Hal paling menonjol di film ini jelas soal gaya. Black revisionist western tidak sepenuhnya baru bagi Samuel. Tahun 2013 ia pernah membuat film pendek They Die by Dawn. Ditambah pengalaman menggarap video klip Legacy milik Jay-Z, sekaligus statusnya selaku musisi (Samuel juga adik penyanyi legendaris, Seal, yang bersama Jay-Z turut mengisi soundtrack), The Harder They Fall membawa western ke ranah modern baik dari segi audio maupun visual.

Lagu-lagunya bukanlah yang jamak didengar di film western, melainkan membentang dari hip hop hingga reggae. Visualnya, terutama sebagai pembungkus aksi, diisi tata kamera dinamis, gerak lambat, dan pastinya kekerasan berdarah. "Keren" adalah kata yang diinginkan Samuel agar terucap dari mulut penonton kala menyaksikan filmnya, dan ia berhasil. 

Begitu pula pendekatan jajaran cast terhadap peran masing-masing. Saat berkata, bergestur, berjalan, bahkan berdiri diam pun, mereka berlaku bak "the coolest motherfuckers in the world". Beetz yang makin memesona sejak mencuri perhatian di Deadpool 2 (2018), Lakeith Sanfield sebagai Cherokee Bill, penembak cepat anak buah Buck yang misterius, sampai Regina King sebagai Trudy Smith, tangan kanan Buck yang brutal nan berkarisma. 

Tapi tidak ada yang sanggup menandingi aura Idris Elba. "The name Rufus Buck instills fear", kata Mary. Kita dibuat memercayai itu.

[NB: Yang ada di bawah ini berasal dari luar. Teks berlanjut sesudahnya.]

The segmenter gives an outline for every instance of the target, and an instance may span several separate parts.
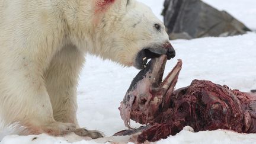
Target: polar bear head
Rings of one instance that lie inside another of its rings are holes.
[[[136,0],[94,0],[90,53],[124,66],[142,69],[148,59],[175,56],[165,26],[146,5]]]

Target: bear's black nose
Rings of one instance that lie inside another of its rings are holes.
[[[168,59],[171,59],[175,56],[176,53],[174,48],[169,41],[165,44],[165,48],[167,49],[166,55]]]

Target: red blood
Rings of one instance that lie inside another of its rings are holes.
[[[95,13],[103,12],[105,11],[109,6],[114,3],[115,0],[104,0],[97,1],[95,5]]]

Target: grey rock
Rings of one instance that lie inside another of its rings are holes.
[[[235,36],[251,31],[226,11],[200,0],[165,0],[164,5],[164,23],[171,39]]]

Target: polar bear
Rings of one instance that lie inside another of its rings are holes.
[[[0,0],[0,117],[20,135],[79,131],[76,85],[85,53],[142,69],[175,51],[162,23],[135,0]]]

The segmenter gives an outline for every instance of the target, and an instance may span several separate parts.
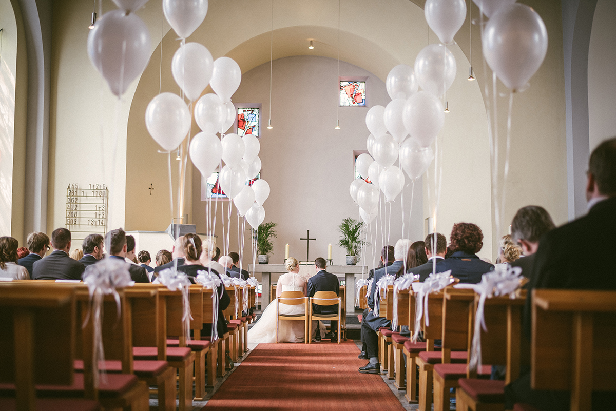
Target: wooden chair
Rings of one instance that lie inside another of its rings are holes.
[[[320,306],[328,306],[338,305],[338,314],[318,314],[313,313],[312,305]],[[308,333],[306,335],[304,342],[307,341],[310,343],[312,336],[312,320],[318,321],[319,320],[330,320],[330,321],[338,322],[338,344],[340,343],[340,327],[342,322],[342,298],[338,297],[334,291],[317,291],[314,293],[314,296],[309,299],[308,303]],[[277,340],[278,337],[276,338]]]
[[[479,298],[476,293],[475,311]],[[505,380],[477,379],[469,372],[466,378],[458,380],[456,410],[505,409],[505,386],[520,375],[520,319],[525,301],[525,290],[519,291],[515,298],[505,296],[485,300],[484,318],[488,332],[481,330],[481,363],[506,365]]]
[[[590,411],[593,391],[616,389],[616,292],[533,290],[530,385],[570,390]]]
[[[38,285],[0,285],[0,382],[15,388],[0,409],[100,410],[92,400],[36,398],[35,384],[73,383],[76,322],[73,289]]]
[[[304,322],[304,343],[305,344],[309,343],[309,342],[310,342],[310,334],[308,333],[309,327],[308,319],[310,316],[310,311],[308,311],[308,297],[305,297],[304,295],[304,293],[301,291],[283,291],[282,293],[280,294],[280,297],[276,297],[276,343],[278,343],[278,329],[281,319],[303,321]],[[299,305],[300,304],[304,304],[304,314],[294,314],[291,315],[280,314],[278,311],[278,306],[281,303],[286,304],[287,305]]]

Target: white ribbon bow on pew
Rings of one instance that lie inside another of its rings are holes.
[[[355,306],[359,306],[359,290],[362,289],[362,287],[367,285],[367,284],[368,280],[363,278],[360,280],[357,280],[357,282],[355,283]]]
[[[417,342],[419,332],[421,330],[421,317],[425,316],[426,325],[430,325],[430,317],[428,314],[428,294],[431,292],[440,291],[454,281],[451,276],[452,270],[448,269],[445,273],[434,273],[428,276],[426,281],[418,287],[415,297],[415,326],[413,332],[413,342]]]
[[[374,278],[372,279],[373,280]],[[395,279],[395,277],[394,276],[386,274],[376,282],[376,287],[375,290],[375,317],[381,316],[379,314],[379,311],[381,308],[381,295],[382,295],[381,292],[383,290],[386,291],[387,285],[393,285],[394,279]]]
[[[197,272],[195,280],[205,288],[209,289],[212,293],[212,342],[218,340],[218,300],[222,298],[222,294],[218,295],[218,287],[222,284],[220,277],[211,271],[200,270]],[[224,292],[223,290],[222,292]]]
[[[469,369],[471,371],[478,370],[481,367],[481,329],[486,332],[488,330],[485,326],[485,319],[484,317],[485,299],[501,295],[509,295],[510,298],[515,298],[516,291],[520,288],[523,279],[522,269],[519,267],[497,265],[494,271],[482,276],[481,282],[479,284],[455,285],[456,288],[474,290],[480,296],[477,305],[477,313],[475,314],[475,329],[471,346]]]
[[[90,319],[90,312],[94,309],[94,349],[92,349],[92,366],[94,376],[94,386],[99,386],[99,365],[102,372],[102,379],[107,382],[105,366],[105,349],[103,347],[102,310],[103,297],[111,295],[115,299],[117,308],[118,321],[121,313],[120,295],[116,288],[129,287],[135,284],[131,279],[128,271],[129,265],[123,260],[107,258],[96,264],[88,266],[84,272],[83,282],[87,285],[90,294],[88,312],[86,321],[81,328],[85,328]]]
[[[166,268],[158,273],[158,281],[171,291],[182,291],[182,304],[184,314],[182,316],[182,322],[184,327],[184,335],[186,340],[190,340],[190,320],[193,319],[190,312],[190,300],[188,294],[190,292],[190,280],[188,276],[181,271],[178,271],[175,267]]]

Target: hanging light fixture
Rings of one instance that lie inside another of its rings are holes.
[[[471,6],[472,3],[471,2],[471,0],[468,2],[468,33],[470,37],[470,41],[469,41],[469,54],[470,55],[470,58],[469,58],[469,62],[471,63],[471,68],[469,69],[469,76],[468,78],[466,79],[469,81],[472,81],[475,79],[475,77],[472,75],[472,23],[471,21]],[[445,111],[447,113],[447,111]]]
[[[340,129],[340,0],[338,0],[338,102],[336,104],[336,127],[334,130]]]
[[[90,29],[91,30],[94,28],[94,24],[96,23],[96,12],[95,11],[95,10],[96,10],[96,0],[94,0],[94,10],[92,12],[92,23],[91,23],[90,25],[88,26],[88,28]]]
[[[310,42],[312,46],[312,42]],[[274,57],[274,0],[272,0],[272,30],[270,31],[270,111],[269,118],[267,119],[267,129],[271,130],[272,127],[272,62]]]

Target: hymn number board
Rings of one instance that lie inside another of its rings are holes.
[[[70,230],[75,247],[88,234],[103,236],[107,229],[107,206],[109,190],[105,184],[79,185],[67,188],[66,228]]]

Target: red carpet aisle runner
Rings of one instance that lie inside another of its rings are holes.
[[[260,344],[203,410],[403,410],[381,376],[357,371],[358,354],[351,341]]]

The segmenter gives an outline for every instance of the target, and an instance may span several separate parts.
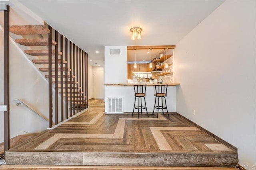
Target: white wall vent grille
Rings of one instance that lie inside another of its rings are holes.
[[[110,49],[110,55],[120,55],[120,49]]]
[[[123,98],[108,98],[108,113],[123,113]]]

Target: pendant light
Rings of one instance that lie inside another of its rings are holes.
[[[165,68],[166,69],[166,69],[168,69],[168,68],[169,67],[169,64],[168,64],[168,63],[167,63],[167,49],[168,49],[168,48],[166,48],[165,49],[166,50],[166,52],[165,53],[165,55],[166,55],[166,59],[165,61],[165,64],[164,64],[164,68]]]
[[[133,64],[133,68],[136,69],[137,68],[137,63],[136,63],[136,50],[137,49],[134,49],[134,53],[135,54],[135,60],[134,61],[134,63]]]
[[[152,48],[150,48],[150,63],[149,63],[149,68],[153,68],[153,64],[152,64],[152,60],[151,60],[151,50]]]

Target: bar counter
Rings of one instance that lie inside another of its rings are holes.
[[[133,85],[142,85],[146,84],[147,86],[154,86],[154,85],[168,85],[168,86],[176,86],[177,85],[179,85],[180,83],[163,83],[163,84],[154,84],[154,83],[126,83],[126,84],[106,84],[105,85],[106,86],[133,86]]]

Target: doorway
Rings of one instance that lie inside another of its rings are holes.
[[[93,72],[93,98],[104,98],[104,72],[103,70]]]

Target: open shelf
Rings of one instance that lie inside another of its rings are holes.
[[[172,55],[164,55],[161,57],[160,59],[156,59],[156,58],[154,59],[152,61],[152,63],[156,63],[160,61],[160,63],[162,63],[172,56]]]
[[[165,76],[166,75],[170,74],[172,74],[172,73],[173,73],[173,72],[162,72],[160,74],[156,74],[156,76]]]
[[[169,66],[170,66],[172,65],[172,63],[170,63],[168,64],[168,65]],[[162,70],[162,69],[163,69],[164,68],[164,64],[163,64],[163,65],[162,65],[162,66],[156,67],[156,68],[155,68],[154,70]]]

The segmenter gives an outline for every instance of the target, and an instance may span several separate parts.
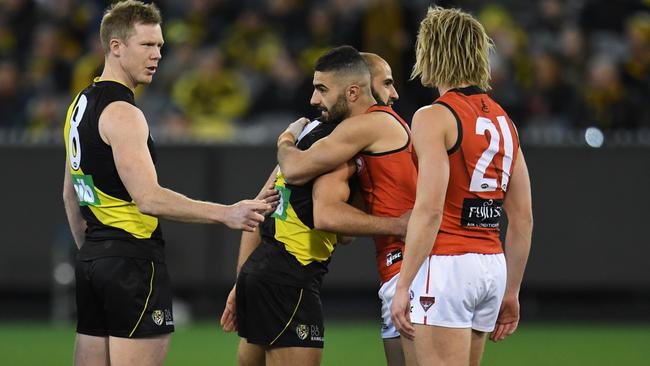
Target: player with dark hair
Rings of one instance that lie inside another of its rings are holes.
[[[294,125],[301,150],[318,144],[340,121],[375,104],[368,67],[354,48],[331,50],[315,70],[311,104],[322,111],[322,122],[312,122],[304,130]],[[371,216],[346,203],[347,181],[355,171],[353,161],[343,161],[332,172],[300,186],[288,183],[281,169],[269,178],[267,185],[277,177],[284,204],[260,226],[261,244],[253,234],[242,237],[239,263],[245,263],[222,317],[224,329],[234,329],[236,306],[240,365],[319,364],[324,342],[319,291],[335,233],[403,235],[407,215]]]
[[[519,321],[530,179],[515,125],[486,93],[491,46],[457,9],[429,8],[420,23],[413,77],[440,98],[413,116],[417,199],[391,308],[420,365],[478,365],[486,334],[504,339]]]
[[[362,54],[372,70],[372,90],[376,104],[365,113],[343,121],[329,136],[305,151],[293,146],[296,132],[306,119],[294,122],[278,140],[278,162],[285,179],[301,184],[354,159],[362,195],[369,213],[399,217],[415,202],[416,157],[406,122],[390,105],[399,98],[393,86],[390,66],[381,57]],[[415,364],[413,345],[399,338],[390,318],[390,304],[402,260],[401,237],[375,236],[377,269],[381,287],[382,338],[389,365]],[[401,345],[400,345],[401,344]]]
[[[195,201],[158,184],[154,143],[133,90],[156,72],[160,23],[153,4],[108,8],[104,70],[68,109],[63,199],[79,248],[76,365],[163,363],[174,319],[159,217],[254,230],[272,209],[258,200]]]

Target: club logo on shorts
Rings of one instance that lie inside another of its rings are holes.
[[[305,324],[298,324],[298,326],[296,326],[296,335],[304,341],[309,335],[309,327]]]
[[[420,305],[422,305],[422,309],[424,309],[425,312],[435,303],[436,298],[433,296],[420,296]]]
[[[397,249],[388,254],[386,254],[386,267],[390,267],[393,264],[400,262],[402,260],[402,250]]]
[[[354,159],[354,163],[357,165],[357,173],[361,173],[363,170],[363,158],[362,157],[357,157]]]
[[[165,320],[165,315],[162,310],[154,310],[153,313],[151,313],[151,319],[153,319],[153,322],[156,323],[156,325],[162,325],[163,320]]]
[[[165,309],[165,325],[174,325],[174,316],[169,309]]]

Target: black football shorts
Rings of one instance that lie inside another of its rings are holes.
[[[174,331],[164,263],[131,257],[77,259],[77,333],[141,338]]]
[[[239,336],[249,343],[269,348],[323,348],[325,328],[318,292],[242,272],[236,292]]]

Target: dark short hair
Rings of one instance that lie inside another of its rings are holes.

Percaya kalau Rufus Buck benar-benar mengerikan, walau dalam memaparkan latar belakang karakternya, The Harder They Fall memakai pendekatan "konon katanya". Elba tetap kokoh, meski upaya naskah menambah kompleksitas bagi karakternya, dengan memberi motivasi soal "mencari promised land", yang mana salah satu ciri narasi western, hanya dikemas seadanya. 

The Harder They Fall memang tipikal tontonan style over substance. Kala adegan aksi absen dari layar, praktis cuma pesona aktor-aktornya saja yang tersisa. Cerita lebih sering absen, sebelum mendadak muncul jelang akhir, dalam bentuk twist, yang tujuannya sebatas untuk mengejutkan penonton. Tidak menambah bobot emosi sebagaimana diharapkan, tidak memberi pengaruh dan/atau konsekuensi terhadap peristiwa-peristiwa sebelumnya. Twist itu pun menghapus potensi epic showdown yang telah dinantikan sedari awal. 

Biarpun melewatkan peluang menghantarkan konklusi epik, The Harder They Fall tetaplah tontonan menghibur penuh gaya. Setidaknya sebelum twist tersebut, filmnya konsisten dengan pendekatan "senang-senang", menolak terlampau serius, bahkan tak jarang menggelitik. Misalnya saat membawa kita mengunjungi Marysville, yang selain berfungsi melempar satir, juga menunjukkan pencapaian tata artistiknya. Tengok komparasi visual Marysville alias "a white town" dengan Redwood. Ketika kota pertama tampak monoton, kota kedua sebaliknya, dihiasi beraneka warna. Memikat mata sekaligus menyentil rasa.